The book mentions that the book publication was held up due on non-disclosure agreements that expired in 2011 (and likely why you hadn’t seen the book at the time of your 2009 post). There is also further information about the Tarin Transform Method and a patent on that method (US PTO 6,009,432 – 12/28/1999 – Value-Instance-Connectivity Computer-Implemented Database). I am still in the process of reading the book, but found some interesting info so far.

I will be interested to hear your comments on this book – perhaps in a future post.

Thanks again for your writings and thoughts.

Scott R.; March 28, 2013 at 8:34 PM
Sadhana Rathore said...: I wanted to thank for sharing this article and I have bookmarked this page to check out new stuff.
AWS Training in Chennai
AWS course in Chennai
DevOps certification in Chennai
DevOps Training in Chennai
Data Science Course in Chennai
Data Science Training in Chennai
AWS Training in OMR
AWS Training in Porur; February 7, 2019 at 3:55 AM
Raga Designers said...: I have read your excellent post.
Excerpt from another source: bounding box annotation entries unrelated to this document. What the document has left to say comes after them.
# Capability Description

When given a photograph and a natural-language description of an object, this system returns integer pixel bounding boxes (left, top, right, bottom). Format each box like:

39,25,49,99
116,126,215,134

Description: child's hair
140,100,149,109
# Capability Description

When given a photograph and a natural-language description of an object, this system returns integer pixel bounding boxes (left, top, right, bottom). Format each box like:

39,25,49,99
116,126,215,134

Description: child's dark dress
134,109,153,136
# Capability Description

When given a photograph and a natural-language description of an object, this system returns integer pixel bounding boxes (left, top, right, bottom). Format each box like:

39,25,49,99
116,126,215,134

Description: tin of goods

Thanks for sharing

aws training in chennai
big data training in chennai
iot training in chennai
data science training in chennai
blockchain training in chennai
rpa training in chennai
security testing training in chennai; July 15, 2019 at 7:32 AM
Racim Boudjakdjk said...: Robert,

Codd's response to previous hierarchic or graph databases was not more speed or more power but rather total physical independence.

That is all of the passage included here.